1. We are going to Connie P's this afternoon for a little visit. It has been a long time since we could get over there, due to colds and weather, so we are really looking forward to this!
2. I have a gift certificate to White Flower Farms. And I am having a wonderful time putting different combinations of plants together to buy. I have been at it for a month now and still haven't ordered.
3. Last night, all three of our kids ate a little of everything at supper. We had roast chicken, mashed potatoes, gravy, and carrots. Not exactly exotic cuisine.

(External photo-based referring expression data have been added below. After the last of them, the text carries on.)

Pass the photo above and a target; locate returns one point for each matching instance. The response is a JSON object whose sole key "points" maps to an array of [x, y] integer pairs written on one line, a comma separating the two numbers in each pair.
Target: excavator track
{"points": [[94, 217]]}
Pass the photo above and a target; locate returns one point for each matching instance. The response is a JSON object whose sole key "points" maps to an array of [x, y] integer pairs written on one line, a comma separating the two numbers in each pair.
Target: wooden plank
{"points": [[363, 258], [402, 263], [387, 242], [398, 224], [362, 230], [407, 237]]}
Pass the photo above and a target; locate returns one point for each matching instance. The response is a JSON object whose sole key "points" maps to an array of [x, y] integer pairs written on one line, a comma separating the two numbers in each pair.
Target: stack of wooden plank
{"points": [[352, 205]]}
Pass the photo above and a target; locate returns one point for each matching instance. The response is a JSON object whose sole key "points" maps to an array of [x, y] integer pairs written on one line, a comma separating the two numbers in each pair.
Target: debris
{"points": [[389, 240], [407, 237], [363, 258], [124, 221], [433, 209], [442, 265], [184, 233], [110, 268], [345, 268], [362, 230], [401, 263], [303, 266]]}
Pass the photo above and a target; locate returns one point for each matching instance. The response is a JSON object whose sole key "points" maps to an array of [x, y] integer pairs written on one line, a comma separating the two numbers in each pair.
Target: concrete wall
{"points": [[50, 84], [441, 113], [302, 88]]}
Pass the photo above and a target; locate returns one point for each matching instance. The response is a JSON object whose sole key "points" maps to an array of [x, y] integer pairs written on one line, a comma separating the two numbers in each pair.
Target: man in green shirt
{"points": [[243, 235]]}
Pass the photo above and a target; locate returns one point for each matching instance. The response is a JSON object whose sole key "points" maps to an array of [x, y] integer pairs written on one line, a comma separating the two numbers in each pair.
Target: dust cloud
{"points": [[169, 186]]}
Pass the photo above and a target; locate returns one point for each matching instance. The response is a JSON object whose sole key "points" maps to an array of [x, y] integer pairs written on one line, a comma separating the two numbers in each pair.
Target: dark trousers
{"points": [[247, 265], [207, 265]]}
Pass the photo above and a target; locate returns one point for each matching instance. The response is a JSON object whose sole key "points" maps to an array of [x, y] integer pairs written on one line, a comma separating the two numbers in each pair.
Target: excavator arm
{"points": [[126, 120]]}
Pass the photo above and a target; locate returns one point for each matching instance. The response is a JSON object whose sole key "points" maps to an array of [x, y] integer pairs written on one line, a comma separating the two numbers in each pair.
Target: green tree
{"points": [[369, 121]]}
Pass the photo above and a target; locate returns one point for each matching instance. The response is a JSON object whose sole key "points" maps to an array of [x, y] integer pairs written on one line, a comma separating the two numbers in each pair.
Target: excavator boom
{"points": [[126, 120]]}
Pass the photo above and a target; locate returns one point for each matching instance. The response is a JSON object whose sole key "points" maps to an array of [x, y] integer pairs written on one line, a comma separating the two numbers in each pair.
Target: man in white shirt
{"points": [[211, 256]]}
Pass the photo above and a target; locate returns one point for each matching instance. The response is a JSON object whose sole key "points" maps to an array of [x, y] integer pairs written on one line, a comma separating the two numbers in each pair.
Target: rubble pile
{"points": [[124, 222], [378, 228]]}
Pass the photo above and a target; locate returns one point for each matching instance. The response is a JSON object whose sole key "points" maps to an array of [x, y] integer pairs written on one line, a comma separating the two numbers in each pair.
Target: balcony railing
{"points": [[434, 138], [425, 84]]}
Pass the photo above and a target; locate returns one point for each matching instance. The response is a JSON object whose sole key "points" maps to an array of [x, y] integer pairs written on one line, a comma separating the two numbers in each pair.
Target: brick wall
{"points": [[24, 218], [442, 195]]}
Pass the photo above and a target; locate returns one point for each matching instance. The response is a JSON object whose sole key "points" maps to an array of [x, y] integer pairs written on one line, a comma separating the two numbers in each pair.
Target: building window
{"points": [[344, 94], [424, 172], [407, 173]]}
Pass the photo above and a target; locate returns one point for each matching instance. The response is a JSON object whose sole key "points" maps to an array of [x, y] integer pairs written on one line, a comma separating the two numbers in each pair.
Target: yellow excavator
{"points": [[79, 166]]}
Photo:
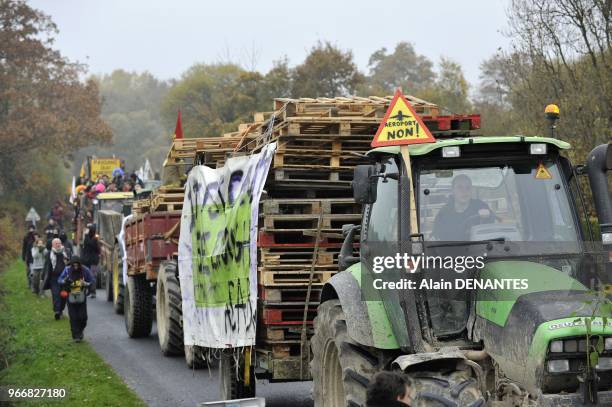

Still, Gilbert ate chicken in between piles of potatoes with a few bits of carrots mixed in and ingested entirely by accident, Orianna ate all three with only mild encouragement, Lily was persuaded to eat a few bites of chicken and carrots before she got her next heap of potatoes and gravy, and Elsie ate almost a whole bowlful of carrots, potatoes, and gravy. It warmed my heart. I know. This shouldn't be impressive. But since we have been trying to do "whole foods", the kids have been rebellious. As soon as food is set before them, we hear "I don't like it." And then we fight and argue the whole meal time to make them eat. Before doing more whole foods, I thought we already did pretty good with healthy whole foods. I had that conceit taken out of me by my wee lad and lasses who look at whole food as if it were slightly toxic. But. Progress! Now that we have a firm grasp on the most basic of whole food, I am envisioning them scarfing down brussel sprout stir fry. Maybe a bit too soon to spring that on them?
4. Last night, after their bath, the girls ran back and forth in the living room with their towels flying behind them, pretending to be something or other. Such a ritual of childhood. I remember very little about Delaware. Life pre-my five year old self moving to New York. But one memory that is very clear is running down our hallway after our bath, with our towels flying behind us saying "Nan-ah, Nan-ah, Batman!" Actually, I am pretty sure we were yelling that. So after thinking this, I tried to remember as much as I possibly could about Delaware. And my memories are all muddled by the pictures we have of Delaware. Do I really remember being there, having that picture taken? Or did the picture just put a memory in my head? I have an appalling memory. Lindsey has a phenomenal one. She is my memory bank. And she is coming back in about a month. Hooray! It is nice to have my memories a little closer than 4500 miles away!
5. I do not have a toothache.
1 comment:
Yay for the toothache leaving your mouth! I feel your pain. They are the worst. I put mine off for about a year until this January I couldn't sleep, eat or barely breathe due to the pain, and had to suck it up and head to the dentist. $2000 dollars later, root canal and cap in place I felt pretty amazing. That's so funny. . I always wonder what memories are solely retrieved due to pictures, too. I do still think I remember Vermont, though. And I would have been very young. It's funny how kids are so different as far as foods go. To people who aren't parent's eating a meal consistent of a veggie, meat and potato might not seem like a milestone. BUT it is! Looks like Elsie already mastered it. It's the small things. Love your happy posts!